For students, it means that your civic experiences are also important professional experiences. The trick is learning how to translate them into resume bullet points. Below are a few ideas of how you can do just that.
- Be concrete when describing your experiences. Include hours worked, students served, dollars raised, projects overseen, etc. This is a good way to show future employers that you are goal-oriented and get results.
- Think about how your experiences draw on marketable skills. Did you organize a political campaign to ban the use of plastic bags in your town? This required project management, political knowhow, negotiation and communication skills. Did you plan and run a day of service for your university? This demonstrates logistical and event planning skills. Did you tutor elementary school children? This shows leadership and teaching skills. Did you help your university incorporate social media tools into it civic engagement? This shows that you have Web 2.0 savvy that many organizations are looking for. Think strategically about how your experiences have prepared you for the professional world and find ways to tell this part of your story.
- While it’s nice to show that you have heart by listing your service experiences on your resume, it’s also important to demonstrate your ability to make commitments, follow through on deadlines, and work well with others. Many civic experiences require all of these abilities. Find ways to demonstrate these skills in your resume and during your job interview.

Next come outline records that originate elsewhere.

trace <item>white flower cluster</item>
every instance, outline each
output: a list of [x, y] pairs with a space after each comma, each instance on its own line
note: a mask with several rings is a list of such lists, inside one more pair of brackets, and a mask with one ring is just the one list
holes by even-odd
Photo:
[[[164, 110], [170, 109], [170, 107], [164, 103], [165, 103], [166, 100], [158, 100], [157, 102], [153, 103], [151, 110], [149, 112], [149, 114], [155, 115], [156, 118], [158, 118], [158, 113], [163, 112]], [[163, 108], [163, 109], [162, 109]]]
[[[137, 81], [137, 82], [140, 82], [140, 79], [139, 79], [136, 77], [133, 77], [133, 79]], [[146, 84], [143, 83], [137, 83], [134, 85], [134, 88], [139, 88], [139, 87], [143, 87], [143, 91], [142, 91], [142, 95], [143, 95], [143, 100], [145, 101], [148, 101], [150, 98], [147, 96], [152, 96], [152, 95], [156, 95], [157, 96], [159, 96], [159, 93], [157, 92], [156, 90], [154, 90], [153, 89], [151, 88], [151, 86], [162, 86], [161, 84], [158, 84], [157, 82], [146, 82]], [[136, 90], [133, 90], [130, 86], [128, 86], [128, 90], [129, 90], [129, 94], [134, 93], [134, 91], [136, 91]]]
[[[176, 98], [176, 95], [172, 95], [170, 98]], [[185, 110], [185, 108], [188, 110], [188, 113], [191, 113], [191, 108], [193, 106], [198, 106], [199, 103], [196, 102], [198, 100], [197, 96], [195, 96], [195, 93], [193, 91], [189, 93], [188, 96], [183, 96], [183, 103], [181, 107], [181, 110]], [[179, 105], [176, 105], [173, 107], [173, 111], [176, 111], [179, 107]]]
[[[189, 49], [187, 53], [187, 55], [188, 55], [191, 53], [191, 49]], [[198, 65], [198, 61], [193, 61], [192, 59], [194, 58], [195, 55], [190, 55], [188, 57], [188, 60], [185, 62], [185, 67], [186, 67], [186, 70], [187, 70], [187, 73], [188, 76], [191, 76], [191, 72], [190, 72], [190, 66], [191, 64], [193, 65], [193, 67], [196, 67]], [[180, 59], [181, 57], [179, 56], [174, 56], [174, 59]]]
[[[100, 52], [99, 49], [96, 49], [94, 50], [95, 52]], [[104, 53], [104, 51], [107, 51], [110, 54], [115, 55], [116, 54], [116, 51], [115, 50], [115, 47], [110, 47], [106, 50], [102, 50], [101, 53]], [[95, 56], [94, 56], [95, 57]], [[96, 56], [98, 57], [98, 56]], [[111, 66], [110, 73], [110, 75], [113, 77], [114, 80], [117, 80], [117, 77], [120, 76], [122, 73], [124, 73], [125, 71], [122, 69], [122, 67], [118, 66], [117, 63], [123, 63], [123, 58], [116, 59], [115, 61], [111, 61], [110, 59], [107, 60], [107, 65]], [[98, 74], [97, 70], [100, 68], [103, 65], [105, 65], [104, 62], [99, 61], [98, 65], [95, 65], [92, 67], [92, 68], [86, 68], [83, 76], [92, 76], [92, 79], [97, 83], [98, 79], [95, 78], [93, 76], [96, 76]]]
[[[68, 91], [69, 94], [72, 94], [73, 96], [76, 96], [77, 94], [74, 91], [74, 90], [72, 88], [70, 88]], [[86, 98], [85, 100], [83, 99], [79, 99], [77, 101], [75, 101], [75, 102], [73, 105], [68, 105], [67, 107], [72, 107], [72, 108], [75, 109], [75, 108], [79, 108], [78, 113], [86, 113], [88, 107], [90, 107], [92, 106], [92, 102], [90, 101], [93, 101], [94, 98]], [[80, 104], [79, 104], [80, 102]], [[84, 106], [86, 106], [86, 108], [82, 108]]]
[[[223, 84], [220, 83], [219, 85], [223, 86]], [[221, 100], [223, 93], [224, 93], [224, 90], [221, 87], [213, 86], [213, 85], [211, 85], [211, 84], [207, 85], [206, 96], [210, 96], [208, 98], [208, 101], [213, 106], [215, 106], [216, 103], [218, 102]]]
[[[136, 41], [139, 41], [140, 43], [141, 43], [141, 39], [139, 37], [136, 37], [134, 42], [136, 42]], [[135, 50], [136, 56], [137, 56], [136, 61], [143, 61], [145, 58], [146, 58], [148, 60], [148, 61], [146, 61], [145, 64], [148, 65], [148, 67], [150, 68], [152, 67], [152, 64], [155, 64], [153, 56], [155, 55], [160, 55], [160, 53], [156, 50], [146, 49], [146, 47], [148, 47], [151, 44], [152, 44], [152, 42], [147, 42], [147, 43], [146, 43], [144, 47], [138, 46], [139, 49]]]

Faculty and administrators
For faculty and administrators, the harsh demands being placed on graduating students also requires something of you.
- First and foremost, don’t fall for the false dichotomy between civic v. professional experiences. Students need opportunities to develop themselves for their future both as citizens and employees. Civic engagement experiences provide an avenue for both goals to be achieved. Many students are unemployed or underemployed. Work in the community and political realms are often students’ only opportunities to develop important professional and civic skills. These experiences are proven to develop student efficacy and agency that will in turn help them promote themselves when it comes to looking and interviewing for jobs.
- When you work to engage students, help them locate their own self-interest in the engagement. Yes, it’s a nice thing to do. Yes, it’s even the right thing to do. But it also might help them get a job. Cheer them as they face a daunting job market and enormous loads of student debt.
- Finally, and most importantly, these civic experiences will stick with them and improve our democracy and economy. This view of the student experience is somewhat less daunting and more hopeful than the one painted by abysmal employment rates. We must protect and increase civic experiences of students to strengthen our economic and democratic futures.
I salute the faculty and teachers who have helped get students to graduation day. Without your mentorship, guidance and encouragement, many would not be walking across that stage. And I wholeheartedly tip my hat to this year’s graduating class. I know how hard you’ve worked and how hard you will continue to work to secure happiness and financial stability. Be strategic about telling your story. Celebrate your success and make big plans for your professional and civic life. The future of our economy and democracy rests in your hands.